In Kubernetes, you use probes to configure health checks that help determine each pod’s state. Distributed microservices-based systems must automatically detect unhealthy applications, reroute requests to other systems, and restore broken components. Health checks help address this challenge to ensure reliability.
Kubernetes observes a pod’s lifecycle by default and routes traffic to the pod when containers move from a ‘pending’ state to ‘succeeded’. It locates application crashes and restarts the unhealthy pod to recover. This basic setup is not enough to ensure health in Kubernetes, especially when an application in the pod is configured with daemon process managers.
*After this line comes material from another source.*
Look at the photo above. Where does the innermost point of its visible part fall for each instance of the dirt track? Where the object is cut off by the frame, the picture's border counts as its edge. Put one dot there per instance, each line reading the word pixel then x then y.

When Kubernetes determines that a pod is healthy and ready for requests once all containers start, the application can receive traffic before it is ready. It can occur when an application needs to initialize some state, load data before handling application logic, or make database connections.
This issue creates a gap between when the application is ready and when Kubernetes thinks it is ready. As a result, when the deployment starts to scale, unready applications might receive traffic and send back 500 errors.
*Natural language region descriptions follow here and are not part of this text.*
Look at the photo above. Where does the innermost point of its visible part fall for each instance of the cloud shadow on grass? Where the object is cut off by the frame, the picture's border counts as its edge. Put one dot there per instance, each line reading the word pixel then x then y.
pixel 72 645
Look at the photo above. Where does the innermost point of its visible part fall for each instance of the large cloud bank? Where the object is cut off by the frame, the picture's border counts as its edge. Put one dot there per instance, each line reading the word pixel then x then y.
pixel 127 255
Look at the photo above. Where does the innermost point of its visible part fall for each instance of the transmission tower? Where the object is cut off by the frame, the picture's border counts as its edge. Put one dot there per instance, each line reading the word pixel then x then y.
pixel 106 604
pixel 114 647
Kubernetes health checks use probes that enable the kubelet, an agent running on each node, to validate the health and readiness of a container. Probes determine when a container is ready to accept traffic and when it should be restarted.
You can perform health checks via HTTP(S), TCP, command probes, and gRPC. We’ll show how this works with examples.
This is part of an extensive series of guides about kubernetes troubleshooting.
What are the Three Types of Kubernetes Probes?
Here are the three probes Kubernetes offers:
- Liveness probe — determines if a container is operating. If it does not operate, the kubelet shuts down and restarts the container.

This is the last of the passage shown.